Agentic Control in Variational Language Models
For researchers in language modeling and agentic AI, this work demonstrates that internal uncertainty can be used as a practical control interface, though the improvements are incremental.
The paper proposes a variational language model that uses internal uncertainty as an operational signal for training regulation, checkpoint retention, and inference-time control. The model outperforms a deterministic baseline on language modeling and achieves a positive quality-cost trade-off under agentic evaluation.

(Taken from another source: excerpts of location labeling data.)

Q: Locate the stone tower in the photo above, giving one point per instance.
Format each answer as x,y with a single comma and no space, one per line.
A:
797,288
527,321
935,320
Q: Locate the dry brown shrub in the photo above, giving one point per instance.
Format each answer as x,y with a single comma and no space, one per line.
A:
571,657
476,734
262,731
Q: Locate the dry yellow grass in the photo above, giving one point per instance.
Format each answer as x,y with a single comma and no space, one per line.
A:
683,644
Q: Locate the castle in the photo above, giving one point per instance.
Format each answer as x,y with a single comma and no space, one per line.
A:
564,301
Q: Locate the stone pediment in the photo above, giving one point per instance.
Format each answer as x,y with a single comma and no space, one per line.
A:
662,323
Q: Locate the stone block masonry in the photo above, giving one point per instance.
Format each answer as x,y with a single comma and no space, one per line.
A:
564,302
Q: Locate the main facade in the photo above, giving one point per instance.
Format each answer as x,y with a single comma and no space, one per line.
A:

We study whether a variational language model can support a minimal and measurable form of agentic control grounded in its own internal evidence. Our model combines local variational hidden computation (EVE), a homeostatic latent regulator, structurally aware checkpoint retention and a calibrated uncertainty-aware controller operating on top of the retained model. Rather than treating uncertainty as a passive diagnostic measured after prediction, we treat it as an operational signal that can regulate training, support checkpoint retention and guide inference-time intervention. The resulting framework is deliberately focused. It studies a closed-loop form of internal control in which structural and predictive signals become actionable. Empirically, the variational backbone improves over a matched deterministic reference on the language-modeling task while also exhibiting a richer and more usable uncertainty profile. On top of this backbone, the calibrated controller remains active, uses multiple actions under a full agentic evaluation and yields a positive quality-cost trade-off. These results support a precise claim: internal uncertainty can serve not only as a descriptive property of a variational language model, but also as a practical control interface for regulation, checkpoint retention and minimal agentic routing.